Nel vedere il film evento di questo fine anno, lanciato direttamente su Netflix, si scopre che il cinema può ancora divertire in modo intelligente e graffiante e, per contrasto, si capisce d’un colpo quale mediocrità, quale banalità concettuale (e quale tedio) vengano veicolate dalla sterminata produzione cinematografica mondiale che inonda le poche sale sopravvissute e i troppi canali televisivi dedicati.
Il film, che parte con degli straordinari titoli anni ’70 su uno swing anni ‘60, col suo potere satirico ci riporta (quasi) all’epoca in cui registi europei ormai dimenticati come Buñuel e Ferreri, sapevano guardare e denunciare con occhio spietato i vizi borghesi; ma lo fa attualizzandoli, mobilizzando tutto il potenziale hollywoodiano, col ritmo giusto, il montaggio serrato, il garbo del miglior Kaufman (Se mi lasci ti cancello), frullando molti generi, fantascienza (Solaris, Gravity, Interstellar, perfino Jurassic Park), dramma esistenziale (Melancholia), commedia sentimentale e antisentimentale, documentari naturalistici, film politico-sociali, polizieschi, musical, sitcom.
Gli studiosi di cinema potranno fare a gara per scovare le citazioni (o i plagi spudorati, come quello di Zabriskie Point).
I numerosi personaggi sono ispirati alle celebrità dell’America di oggi, finalmente guidata da una Presidente donna che è sicuramente peggio dei suoi predecessori maschi, dei quali peraltro emula anche la spavalderia erotica.
Ma il potere politico in realtà controlla solo l’informazione televisiva e i social, Il vero potere è in mano a chi opera sui Big Data e chi investe in materie prime.
Ognuno persegue i propri miseri interessi di fronte ad una catastrofe globale imminente e inesorabile che nessuno, salvo chi l’ha scoperta, la dottoranda in astrofisica che diviene uno zimbello mediatico e deve ritirarsi nel suo privato, sembra percepire.
Tutti si vendono di fronte alla necessità del politically correct, perfino lo scienziato che viene assunto dai media per divulgare la situazione, un Di Caprio che è l’interprete meno riuscito in un cast veramente stellare (Jennifer Lawrence, Cate Blanchet, Meryl Streep, Ariana Grande, Mark Rylance).
Il film va guardato fino in fondo, perché l’ultima scena segue i lunghissimi titoli di coda: l’ultimo uomo sopravvissuto è il più idiota, attaccato ai pochi oggetti rimastigli in un oceano di macerie.
La sceneggiatura è assolutamente perfetta e richiede una continua attenzione per coglierne le finezze.

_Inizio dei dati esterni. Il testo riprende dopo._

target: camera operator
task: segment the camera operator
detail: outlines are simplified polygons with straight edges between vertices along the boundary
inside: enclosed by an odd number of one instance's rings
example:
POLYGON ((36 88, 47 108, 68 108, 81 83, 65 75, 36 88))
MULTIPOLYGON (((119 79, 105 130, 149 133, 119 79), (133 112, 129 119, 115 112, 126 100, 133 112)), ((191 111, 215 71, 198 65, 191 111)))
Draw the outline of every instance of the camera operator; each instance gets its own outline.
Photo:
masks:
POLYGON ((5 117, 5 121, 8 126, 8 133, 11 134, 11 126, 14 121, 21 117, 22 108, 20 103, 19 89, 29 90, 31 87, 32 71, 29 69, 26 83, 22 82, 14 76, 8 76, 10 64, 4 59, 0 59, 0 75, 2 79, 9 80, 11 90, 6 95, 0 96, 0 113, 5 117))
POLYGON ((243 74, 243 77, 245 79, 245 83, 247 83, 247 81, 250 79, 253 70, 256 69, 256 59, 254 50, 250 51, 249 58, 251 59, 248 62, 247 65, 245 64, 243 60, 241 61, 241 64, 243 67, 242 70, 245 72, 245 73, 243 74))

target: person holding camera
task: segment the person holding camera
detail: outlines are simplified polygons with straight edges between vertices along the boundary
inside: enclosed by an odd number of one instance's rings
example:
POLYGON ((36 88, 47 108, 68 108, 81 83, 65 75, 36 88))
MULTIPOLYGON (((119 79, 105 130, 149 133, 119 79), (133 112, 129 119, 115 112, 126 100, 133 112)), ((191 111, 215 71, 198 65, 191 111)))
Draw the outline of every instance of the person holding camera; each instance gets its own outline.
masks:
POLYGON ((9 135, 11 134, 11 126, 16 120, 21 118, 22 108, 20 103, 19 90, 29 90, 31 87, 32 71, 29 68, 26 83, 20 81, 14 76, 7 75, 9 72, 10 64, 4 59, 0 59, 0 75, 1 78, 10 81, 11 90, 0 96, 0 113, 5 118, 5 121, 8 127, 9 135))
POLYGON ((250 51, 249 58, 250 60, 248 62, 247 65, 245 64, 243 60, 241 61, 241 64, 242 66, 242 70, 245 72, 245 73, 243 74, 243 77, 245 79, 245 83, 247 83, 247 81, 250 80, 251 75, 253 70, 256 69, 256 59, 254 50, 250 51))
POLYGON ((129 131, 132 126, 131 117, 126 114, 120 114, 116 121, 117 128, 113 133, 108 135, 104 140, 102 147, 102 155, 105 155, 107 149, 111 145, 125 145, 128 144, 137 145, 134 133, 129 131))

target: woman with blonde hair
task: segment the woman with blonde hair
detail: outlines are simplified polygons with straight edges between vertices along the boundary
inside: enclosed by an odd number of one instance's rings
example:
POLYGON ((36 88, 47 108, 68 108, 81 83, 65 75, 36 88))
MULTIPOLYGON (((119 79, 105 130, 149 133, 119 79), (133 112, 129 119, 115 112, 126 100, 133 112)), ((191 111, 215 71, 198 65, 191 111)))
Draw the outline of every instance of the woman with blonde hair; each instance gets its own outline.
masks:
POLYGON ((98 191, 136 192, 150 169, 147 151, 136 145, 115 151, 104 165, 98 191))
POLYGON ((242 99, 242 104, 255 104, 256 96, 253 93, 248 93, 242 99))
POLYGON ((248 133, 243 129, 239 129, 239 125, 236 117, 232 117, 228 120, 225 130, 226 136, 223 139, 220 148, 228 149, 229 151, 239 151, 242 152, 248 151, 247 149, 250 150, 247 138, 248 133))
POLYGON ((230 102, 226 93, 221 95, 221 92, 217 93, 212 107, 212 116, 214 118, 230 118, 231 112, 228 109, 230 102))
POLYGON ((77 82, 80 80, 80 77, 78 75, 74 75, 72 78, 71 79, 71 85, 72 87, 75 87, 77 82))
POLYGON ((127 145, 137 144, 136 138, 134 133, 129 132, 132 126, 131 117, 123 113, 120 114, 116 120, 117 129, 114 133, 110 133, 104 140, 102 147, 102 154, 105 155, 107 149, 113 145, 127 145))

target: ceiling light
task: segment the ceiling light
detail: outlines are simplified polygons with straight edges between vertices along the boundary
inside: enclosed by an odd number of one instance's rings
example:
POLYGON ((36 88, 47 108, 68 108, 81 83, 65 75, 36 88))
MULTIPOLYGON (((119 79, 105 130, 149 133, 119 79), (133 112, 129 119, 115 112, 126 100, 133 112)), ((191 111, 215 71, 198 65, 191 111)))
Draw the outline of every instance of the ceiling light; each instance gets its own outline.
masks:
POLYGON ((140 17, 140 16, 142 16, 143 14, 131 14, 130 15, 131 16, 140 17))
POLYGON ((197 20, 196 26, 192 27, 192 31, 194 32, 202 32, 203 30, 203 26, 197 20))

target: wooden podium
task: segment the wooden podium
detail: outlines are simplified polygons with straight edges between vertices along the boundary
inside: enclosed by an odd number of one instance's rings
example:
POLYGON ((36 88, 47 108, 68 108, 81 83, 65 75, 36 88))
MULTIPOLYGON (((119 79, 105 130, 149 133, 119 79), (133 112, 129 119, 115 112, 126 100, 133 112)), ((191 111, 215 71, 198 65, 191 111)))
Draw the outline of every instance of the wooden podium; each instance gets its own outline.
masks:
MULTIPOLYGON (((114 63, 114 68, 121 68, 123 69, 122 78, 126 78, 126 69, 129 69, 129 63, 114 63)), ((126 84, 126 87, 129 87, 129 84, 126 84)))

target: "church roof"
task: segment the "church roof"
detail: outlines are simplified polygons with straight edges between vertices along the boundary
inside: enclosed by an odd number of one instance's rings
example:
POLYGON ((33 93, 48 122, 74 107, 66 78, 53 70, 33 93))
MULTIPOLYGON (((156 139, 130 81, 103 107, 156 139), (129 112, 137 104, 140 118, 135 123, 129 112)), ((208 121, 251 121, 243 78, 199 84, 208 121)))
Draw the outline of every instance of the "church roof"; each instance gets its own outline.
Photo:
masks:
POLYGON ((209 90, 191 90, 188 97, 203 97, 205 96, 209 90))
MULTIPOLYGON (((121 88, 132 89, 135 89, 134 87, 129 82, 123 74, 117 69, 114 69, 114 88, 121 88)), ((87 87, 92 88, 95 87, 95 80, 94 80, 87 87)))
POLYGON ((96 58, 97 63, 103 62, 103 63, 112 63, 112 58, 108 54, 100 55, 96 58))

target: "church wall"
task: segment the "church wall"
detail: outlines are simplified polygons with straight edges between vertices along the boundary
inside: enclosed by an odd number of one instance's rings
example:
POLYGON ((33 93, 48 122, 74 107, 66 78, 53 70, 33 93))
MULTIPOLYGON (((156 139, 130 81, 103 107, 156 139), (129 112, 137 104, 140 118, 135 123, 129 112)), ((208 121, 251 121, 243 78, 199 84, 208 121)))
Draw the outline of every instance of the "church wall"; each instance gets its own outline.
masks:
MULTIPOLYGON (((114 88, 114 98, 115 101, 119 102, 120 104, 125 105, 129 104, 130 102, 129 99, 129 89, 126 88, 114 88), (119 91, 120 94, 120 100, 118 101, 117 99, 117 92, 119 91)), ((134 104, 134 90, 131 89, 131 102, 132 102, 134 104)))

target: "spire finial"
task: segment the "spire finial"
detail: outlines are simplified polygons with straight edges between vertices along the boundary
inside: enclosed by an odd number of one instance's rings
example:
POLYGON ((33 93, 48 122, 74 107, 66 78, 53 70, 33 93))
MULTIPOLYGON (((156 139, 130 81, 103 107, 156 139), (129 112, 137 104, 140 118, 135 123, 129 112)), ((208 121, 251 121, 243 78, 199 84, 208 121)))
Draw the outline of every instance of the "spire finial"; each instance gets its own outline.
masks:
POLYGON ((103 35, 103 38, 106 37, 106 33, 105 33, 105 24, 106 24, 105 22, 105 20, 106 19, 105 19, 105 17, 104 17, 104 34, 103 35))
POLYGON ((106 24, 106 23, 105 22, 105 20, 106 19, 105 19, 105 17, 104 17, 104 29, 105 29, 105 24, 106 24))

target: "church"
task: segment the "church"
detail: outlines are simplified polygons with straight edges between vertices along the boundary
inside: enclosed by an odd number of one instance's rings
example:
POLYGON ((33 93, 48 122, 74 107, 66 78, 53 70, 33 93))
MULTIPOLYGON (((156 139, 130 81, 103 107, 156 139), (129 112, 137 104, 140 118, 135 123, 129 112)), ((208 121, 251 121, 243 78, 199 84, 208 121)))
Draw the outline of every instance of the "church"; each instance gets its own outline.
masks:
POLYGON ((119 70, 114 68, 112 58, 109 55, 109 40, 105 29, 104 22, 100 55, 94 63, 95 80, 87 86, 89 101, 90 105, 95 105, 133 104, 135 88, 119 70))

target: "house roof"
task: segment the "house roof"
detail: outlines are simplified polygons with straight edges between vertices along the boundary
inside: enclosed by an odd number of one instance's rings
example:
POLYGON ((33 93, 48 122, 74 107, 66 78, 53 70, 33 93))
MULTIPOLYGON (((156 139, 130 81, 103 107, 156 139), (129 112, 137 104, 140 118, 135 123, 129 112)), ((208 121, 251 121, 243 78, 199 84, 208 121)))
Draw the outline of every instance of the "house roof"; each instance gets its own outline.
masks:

Bellissimi e per niente gratuitamente spettacolari gli effetti speciali e la grafica digitale.
In ultima analisi il tema di fondo del film e la quasi totale incapacità di sfuggire all’immanenza e alle sue illusioni da parte della maggioranza degli uomini di oggi: solo pochi, di fronte alla catastrofe imminente, ritroveranno il senso della trascendenza grazie alla percezione della propria finitudine.
Hollywood, col suo immenso potenziale produttivo, sforna dunque un capolavoro prendendo di mira nient’altro che se stessa e gli enormi capitali che la sostengono.
Per una volta non si prende sul serio e ci indica che lo scopo di quest’industria è sostanzialmente quello di intrattenerci e farci sorridere difendendoci da quella realtà che spietatamente rende evidente, ingigantita sui nostri maxischermi domestici.
In questo caso, facendoci anche riscoprire la bellezza di pensare.